Before each measurement, the sensor vial and the electrodes were washed using distilled water and dried before performing the measurement. At the end of the measurement the emulsion was disposed of and the washing and drying procedure repeated. At regular times the sensor was tested with the reagent (of known conductivity) and no presence of electrode degradation was found. Each measurement, consisting of reagent test and emulsion electrical conductance determination (and not considering the reagent preparation), was carried out in about 30 s.

In the current investigation, 40 olive oil samples have been tested with the portable sensor system and, for each sample, the emulsion electrical conductance at 23.5 °C (G_m,23.5°C) has been calculated using both HAS and DW as reagent.

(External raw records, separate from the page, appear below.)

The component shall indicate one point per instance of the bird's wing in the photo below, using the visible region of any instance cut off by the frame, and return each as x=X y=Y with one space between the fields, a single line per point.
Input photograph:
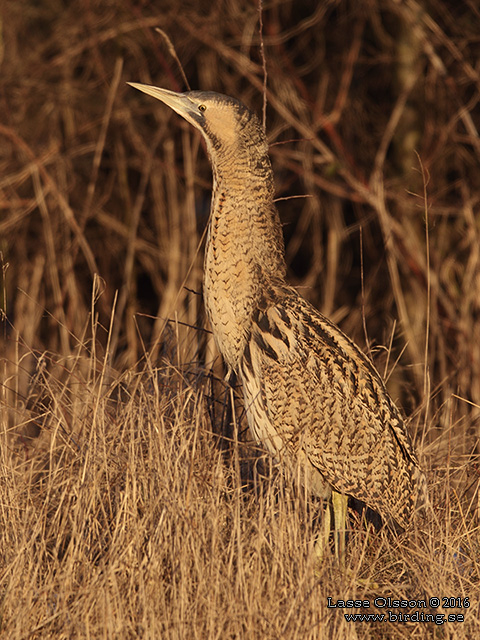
x=322 y=396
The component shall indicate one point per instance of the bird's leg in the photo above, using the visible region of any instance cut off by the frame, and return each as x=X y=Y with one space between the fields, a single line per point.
x=322 y=541
x=340 y=504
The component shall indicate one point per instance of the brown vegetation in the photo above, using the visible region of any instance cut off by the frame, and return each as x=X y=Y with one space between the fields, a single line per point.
x=132 y=504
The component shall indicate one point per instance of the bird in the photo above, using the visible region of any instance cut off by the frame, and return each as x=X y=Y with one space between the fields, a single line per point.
x=313 y=399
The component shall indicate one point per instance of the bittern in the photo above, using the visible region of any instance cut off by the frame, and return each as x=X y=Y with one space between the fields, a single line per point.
x=312 y=397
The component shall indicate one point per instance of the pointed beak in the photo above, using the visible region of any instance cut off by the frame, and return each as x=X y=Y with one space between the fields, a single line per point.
x=179 y=102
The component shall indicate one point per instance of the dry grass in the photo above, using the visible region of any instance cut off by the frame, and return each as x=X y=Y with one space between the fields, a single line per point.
x=131 y=501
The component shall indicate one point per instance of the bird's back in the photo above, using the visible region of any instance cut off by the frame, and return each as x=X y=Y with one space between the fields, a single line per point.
x=312 y=397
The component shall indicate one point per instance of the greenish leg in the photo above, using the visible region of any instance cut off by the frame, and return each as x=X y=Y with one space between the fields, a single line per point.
x=322 y=541
x=340 y=504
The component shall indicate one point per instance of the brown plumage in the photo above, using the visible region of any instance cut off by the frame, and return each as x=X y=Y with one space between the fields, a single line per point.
x=312 y=397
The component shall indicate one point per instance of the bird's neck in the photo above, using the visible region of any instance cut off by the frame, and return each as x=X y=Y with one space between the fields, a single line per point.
x=244 y=249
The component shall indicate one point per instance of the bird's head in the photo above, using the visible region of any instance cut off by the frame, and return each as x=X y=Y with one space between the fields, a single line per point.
x=227 y=125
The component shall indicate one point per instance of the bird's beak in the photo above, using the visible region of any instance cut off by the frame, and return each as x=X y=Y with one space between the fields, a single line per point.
x=179 y=102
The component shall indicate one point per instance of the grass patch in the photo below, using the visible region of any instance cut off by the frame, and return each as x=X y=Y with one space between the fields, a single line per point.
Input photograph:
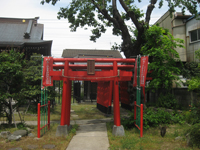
x=49 y=137
x=151 y=139
x=87 y=111
x=84 y=111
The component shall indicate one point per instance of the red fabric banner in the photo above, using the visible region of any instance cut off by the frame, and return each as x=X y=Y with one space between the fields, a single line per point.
x=143 y=70
x=135 y=74
x=47 y=67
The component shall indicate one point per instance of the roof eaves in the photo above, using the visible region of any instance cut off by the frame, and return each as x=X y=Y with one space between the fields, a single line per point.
x=192 y=17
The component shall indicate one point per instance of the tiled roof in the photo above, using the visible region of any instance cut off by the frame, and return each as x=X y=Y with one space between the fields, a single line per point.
x=85 y=53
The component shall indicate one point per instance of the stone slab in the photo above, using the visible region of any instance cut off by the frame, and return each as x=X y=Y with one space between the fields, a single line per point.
x=92 y=130
x=63 y=130
x=88 y=143
x=118 y=130
x=90 y=137
x=49 y=146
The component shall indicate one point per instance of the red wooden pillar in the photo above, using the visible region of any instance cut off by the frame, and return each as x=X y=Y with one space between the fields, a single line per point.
x=116 y=96
x=68 y=108
x=66 y=98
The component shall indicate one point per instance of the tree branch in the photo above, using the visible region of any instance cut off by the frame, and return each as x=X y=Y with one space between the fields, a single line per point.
x=149 y=10
x=131 y=14
x=104 y=12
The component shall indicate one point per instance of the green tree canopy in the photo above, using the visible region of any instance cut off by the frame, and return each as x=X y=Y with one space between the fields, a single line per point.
x=100 y=14
x=11 y=81
x=194 y=82
x=161 y=47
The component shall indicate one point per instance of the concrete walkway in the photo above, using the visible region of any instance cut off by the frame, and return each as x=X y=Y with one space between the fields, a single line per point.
x=90 y=137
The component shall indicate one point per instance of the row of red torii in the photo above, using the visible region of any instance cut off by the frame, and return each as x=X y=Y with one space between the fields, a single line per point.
x=112 y=70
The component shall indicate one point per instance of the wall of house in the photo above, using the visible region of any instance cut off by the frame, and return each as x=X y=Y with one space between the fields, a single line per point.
x=191 y=25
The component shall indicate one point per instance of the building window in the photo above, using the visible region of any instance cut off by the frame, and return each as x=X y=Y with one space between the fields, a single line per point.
x=195 y=35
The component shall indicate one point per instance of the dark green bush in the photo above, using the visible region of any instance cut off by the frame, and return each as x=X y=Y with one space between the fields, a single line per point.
x=153 y=118
x=194 y=133
x=167 y=101
x=193 y=115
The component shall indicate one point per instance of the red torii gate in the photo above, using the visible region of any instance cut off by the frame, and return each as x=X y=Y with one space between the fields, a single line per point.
x=69 y=71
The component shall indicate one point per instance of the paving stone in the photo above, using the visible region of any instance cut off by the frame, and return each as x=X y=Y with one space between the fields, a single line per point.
x=14 y=137
x=17 y=148
x=49 y=146
x=5 y=134
x=32 y=146
x=20 y=132
x=31 y=135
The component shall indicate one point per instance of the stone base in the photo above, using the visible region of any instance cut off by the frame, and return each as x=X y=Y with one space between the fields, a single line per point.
x=63 y=130
x=104 y=109
x=118 y=130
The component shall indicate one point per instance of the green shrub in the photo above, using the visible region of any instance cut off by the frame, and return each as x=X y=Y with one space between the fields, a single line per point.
x=194 y=133
x=153 y=118
x=167 y=101
x=193 y=115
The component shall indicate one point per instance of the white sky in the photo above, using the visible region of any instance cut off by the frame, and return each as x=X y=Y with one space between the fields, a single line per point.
x=58 y=30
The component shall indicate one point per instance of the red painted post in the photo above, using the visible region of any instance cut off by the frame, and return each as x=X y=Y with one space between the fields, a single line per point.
x=68 y=106
x=63 y=120
x=141 y=120
x=38 y=120
x=116 y=96
x=48 y=115
x=64 y=97
x=110 y=92
x=134 y=111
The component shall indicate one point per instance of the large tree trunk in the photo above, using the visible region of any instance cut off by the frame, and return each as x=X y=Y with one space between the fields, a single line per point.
x=9 y=115
x=131 y=49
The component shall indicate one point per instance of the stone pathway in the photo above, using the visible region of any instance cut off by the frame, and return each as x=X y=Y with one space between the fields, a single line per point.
x=90 y=137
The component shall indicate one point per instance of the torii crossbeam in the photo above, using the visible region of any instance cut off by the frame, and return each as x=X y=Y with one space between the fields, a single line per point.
x=87 y=69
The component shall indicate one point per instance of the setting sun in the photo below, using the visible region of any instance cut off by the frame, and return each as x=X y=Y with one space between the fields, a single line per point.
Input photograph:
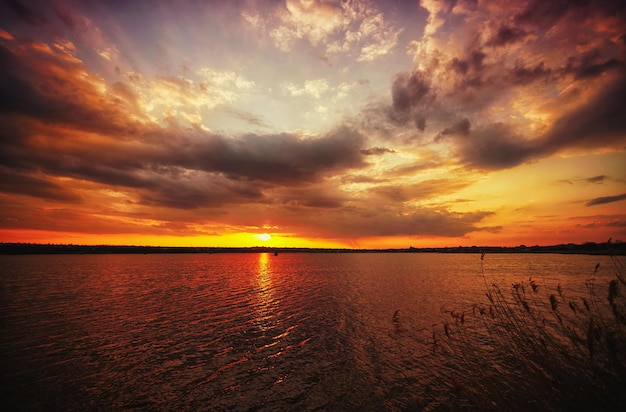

The calculated values of emulsion electrical conductance have been used to estimate the olive oil free acidity and to classify the oil samples according to the quality grade.

2.3. Statistical Analysis

The measured data have been processed using XLSTAT 2016 (Addinsoft, Paris, France), a statistical add-on package of Microsoft Excel. In particular, the parameters of the calibration curve used to estimate the free acidity have been calculated using non-linear regression analysis with 200 iterations and convergence 0.00001. The accuracy in the estimated free acidity has been evaluated by using the mean square error (MSE), which gives information on the mean quadratic discrepancy between the target values and the predicted ones. MSE can be defined by the following equation:

$$MSE=\frac{1}{N}\times {\displaystyle \sum }_{i=1}^N{\left(Y_i-X_i\right)}^2$$

(5)

where N is the number of tested samples, Y_i is the estimated free acidity for sample i and X_i is the real free acidity (determined with the reference titration procedure) for sample i.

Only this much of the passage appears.